If your laptop gets stolen, you need to revoke all private keys (and saved passwords) that were stored there. This becomes problematic when the only way to log into servers is with that very key. You'd better remember to generate a new key on your desktop and install it on each system you revoke the old key from!
Now consider your desktop gets hacked and somebody steals your private key without your knowledge. Perhaps you had shared this key between your work laptop and your personal desktop, but your desktop doesn't really need access to your work system (because you have good work/life balance). That attacker can now access your work system even without having compromised your laptop. The infosec team at work forces you to hand over your laptop so they can audit it, but after a week of analysis, they find nothing. Not so fun.
These may seem far-fetched and unlikely, especially if you're not a prime target (e.g. an executive or sysadmin), but it's just a good practice, especially given how easy it is to create new keys for each system and install their public keys on each appropriate server. (Consider one of the myriads of config/dotfile propagation systems if this seems daunting.)
Additionally, it means you'll upgrade the security of each key to meet the standards as they improve. As you retire old systems and remove their keys, you rotate out their weaker keys. (And if some trash picker finds your old laptop and undeletes your keys, they won't grant any access.)
This is secure so long as you don't share you private key. Just place the public key in the remote machine's ~/.ssh/authorized_keys file for passwordless entry. Don't share the private key though.
The keys are just for authentication. You can log on as many times as you wish with the same key, so long as you can log on with that private key once.
I get this error
WARNING: REMOTE HOST IDENTIFICATION HAS CHANGED
The rest of the error message is similar to here.
I have SSH keys in my server. I have my private key in my desktop. I am not sure where I should put it.
Add correct host key in ~/Users/Sam/.ssh/known_hosts to get rid of this message.
Should I add the public key of my server to the file?
The issue is that the server's public key has changed from the one used the last time your client connected, and it may be indicative of an attempt to fool you into connecting to a server that's masquerading as your intended target in some fashion, in order to steal your credentials or some other malicious behaviour.
The message also naturally occurs if the public key on the server has been explicitly changed, which can happen for a number of legitimate reasons - a vulnerability in Debian-based Linux distributions in the not-so-distant past necessitated key regeneration for many people, for example.
If you can confirm that you're connecting to the intended destination, and you know that any key change was legitimate, then you can usually accept the key change.
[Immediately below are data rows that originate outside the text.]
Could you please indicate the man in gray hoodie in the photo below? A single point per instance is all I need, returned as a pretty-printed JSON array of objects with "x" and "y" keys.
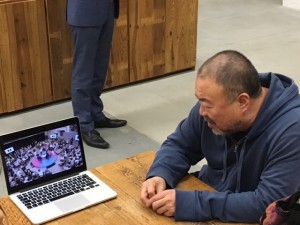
[{"x": 247, "y": 126}]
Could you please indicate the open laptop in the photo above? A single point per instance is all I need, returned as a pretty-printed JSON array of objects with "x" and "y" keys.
[{"x": 46, "y": 173}]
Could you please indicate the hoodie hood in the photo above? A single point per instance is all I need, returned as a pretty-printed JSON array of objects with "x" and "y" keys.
[
  {"x": 279, "y": 100},
  {"x": 282, "y": 90}
]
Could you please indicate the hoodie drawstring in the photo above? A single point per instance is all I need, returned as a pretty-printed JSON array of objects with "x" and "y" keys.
[{"x": 239, "y": 169}]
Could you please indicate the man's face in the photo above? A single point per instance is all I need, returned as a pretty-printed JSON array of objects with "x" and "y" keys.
[{"x": 222, "y": 116}]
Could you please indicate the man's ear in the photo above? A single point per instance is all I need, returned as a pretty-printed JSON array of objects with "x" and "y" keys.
[{"x": 244, "y": 101}]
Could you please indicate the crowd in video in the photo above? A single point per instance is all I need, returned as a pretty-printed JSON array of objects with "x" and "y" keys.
[{"x": 54, "y": 151}]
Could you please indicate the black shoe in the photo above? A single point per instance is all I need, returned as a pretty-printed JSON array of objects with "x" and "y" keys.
[
  {"x": 93, "y": 138},
  {"x": 110, "y": 123}
]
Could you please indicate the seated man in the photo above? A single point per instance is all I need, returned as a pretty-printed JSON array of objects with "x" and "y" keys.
[{"x": 247, "y": 127}]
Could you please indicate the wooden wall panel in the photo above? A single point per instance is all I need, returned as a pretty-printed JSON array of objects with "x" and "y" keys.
[
  {"x": 118, "y": 71},
  {"x": 61, "y": 49},
  {"x": 25, "y": 72},
  {"x": 162, "y": 37},
  {"x": 147, "y": 38},
  {"x": 181, "y": 34}
]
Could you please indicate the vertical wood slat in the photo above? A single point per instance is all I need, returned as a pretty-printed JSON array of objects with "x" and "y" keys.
[
  {"x": 24, "y": 71},
  {"x": 118, "y": 71},
  {"x": 60, "y": 47},
  {"x": 162, "y": 37}
]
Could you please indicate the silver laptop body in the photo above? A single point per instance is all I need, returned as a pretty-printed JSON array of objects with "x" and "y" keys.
[{"x": 46, "y": 173}]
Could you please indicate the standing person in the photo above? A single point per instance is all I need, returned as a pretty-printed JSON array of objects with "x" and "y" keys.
[
  {"x": 247, "y": 127},
  {"x": 1, "y": 217},
  {"x": 92, "y": 24}
]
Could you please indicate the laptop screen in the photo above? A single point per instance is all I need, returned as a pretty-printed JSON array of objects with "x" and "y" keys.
[{"x": 41, "y": 154}]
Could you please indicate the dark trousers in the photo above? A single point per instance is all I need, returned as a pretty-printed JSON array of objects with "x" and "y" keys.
[{"x": 90, "y": 63}]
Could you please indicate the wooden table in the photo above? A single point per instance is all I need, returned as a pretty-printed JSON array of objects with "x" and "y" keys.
[{"x": 125, "y": 177}]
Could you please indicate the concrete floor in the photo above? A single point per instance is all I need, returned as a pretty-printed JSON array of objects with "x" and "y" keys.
[{"x": 265, "y": 31}]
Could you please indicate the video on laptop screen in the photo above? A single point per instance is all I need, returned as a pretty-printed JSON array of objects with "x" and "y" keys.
[{"x": 42, "y": 155}]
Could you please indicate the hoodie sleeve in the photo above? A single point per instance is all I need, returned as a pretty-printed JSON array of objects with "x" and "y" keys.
[
  {"x": 278, "y": 179},
  {"x": 179, "y": 151}
]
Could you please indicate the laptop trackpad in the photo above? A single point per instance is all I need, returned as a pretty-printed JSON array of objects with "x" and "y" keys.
[{"x": 72, "y": 203}]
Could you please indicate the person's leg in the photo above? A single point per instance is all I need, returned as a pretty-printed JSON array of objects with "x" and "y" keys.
[
  {"x": 101, "y": 65},
  {"x": 85, "y": 45},
  {"x": 1, "y": 217}
]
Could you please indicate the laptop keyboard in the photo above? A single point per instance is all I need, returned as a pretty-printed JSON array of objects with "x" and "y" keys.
[{"x": 55, "y": 191}]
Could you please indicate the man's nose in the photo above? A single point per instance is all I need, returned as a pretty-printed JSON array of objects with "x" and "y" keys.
[{"x": 202, "y": 111}]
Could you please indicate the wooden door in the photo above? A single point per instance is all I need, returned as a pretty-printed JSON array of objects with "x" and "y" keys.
[
  {"x": 24, "y": 57},
  {"x": 162, "y": 37}
]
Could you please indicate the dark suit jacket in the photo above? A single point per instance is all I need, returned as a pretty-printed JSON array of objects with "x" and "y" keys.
[{"x": 89, "y": 12}]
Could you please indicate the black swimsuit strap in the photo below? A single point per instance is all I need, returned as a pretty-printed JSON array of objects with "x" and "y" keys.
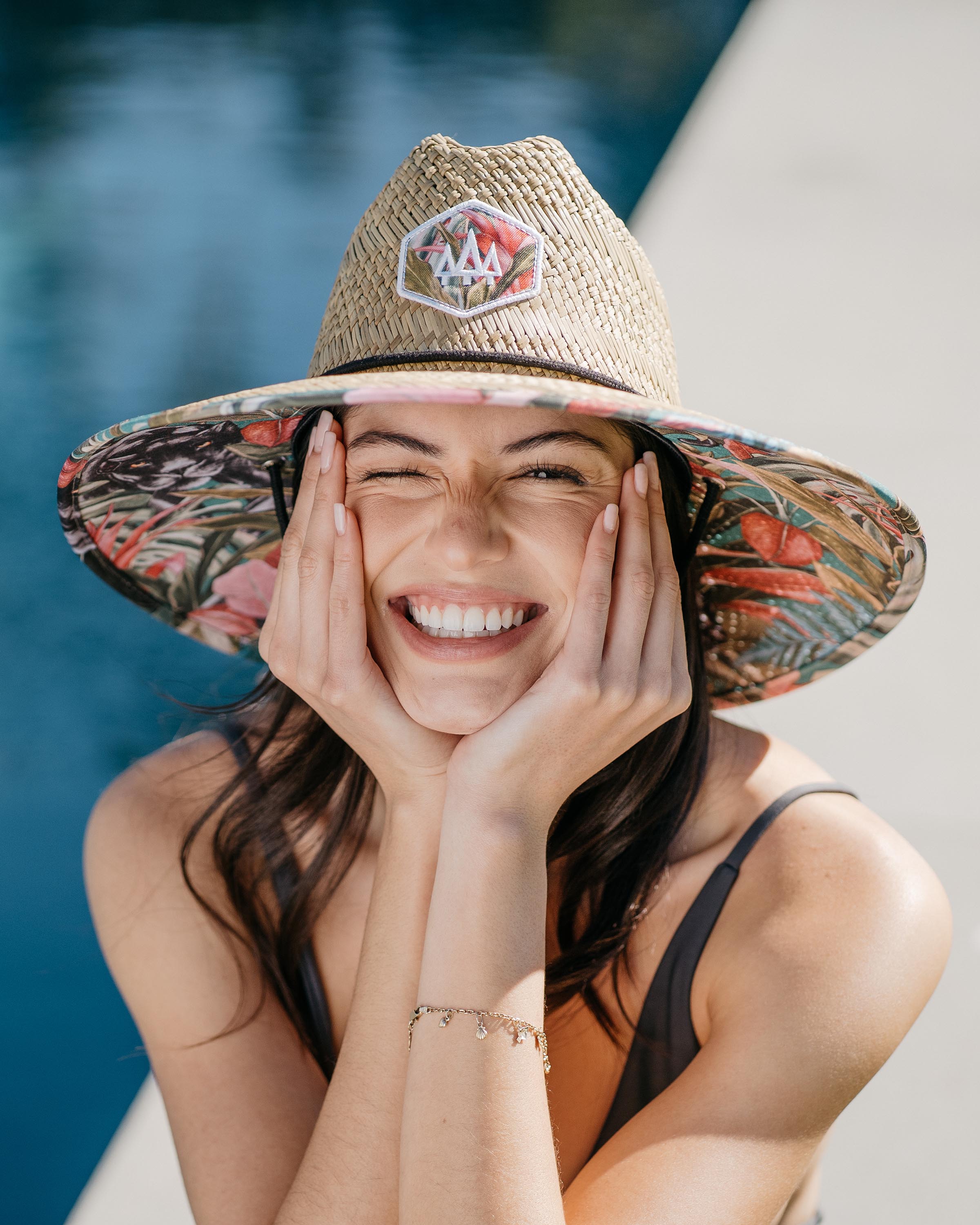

Alternatively, as the message explains, you can obtain the server's public key via an alternative (secure) channel and update your client's local copy so it recognises the server's credentials once more.
If you don't control the server, contact the person or organisation that does, and find out whether the change was legitimate.
You don't need to modify your private key in any way; this is nothing to do with your key pair.
If the keys were really changed on the server (ie. you are not a victim of a man-in-the-middle attack), the easiest think to do is get the line number from the message (offending key is in path/known_host:line_number), delete this line, login to the server (and accept the key).
You mean, programatically?
Probably you can find better support at the forums posted in this question:
https://stackoverflow.com/questions/321618
I was just having this error and I think it's because I'd been previously using another Vagrant instance on my laptop for a work assignment I had, and now that that assignment has finished I'm trying to use Vagrant for my own project, but the old Vagrant instance's public key was still in my known_hosts file. So I just deleted the old entry in the known_hosts file for 127.0.0.1 and saved the file and the error went away.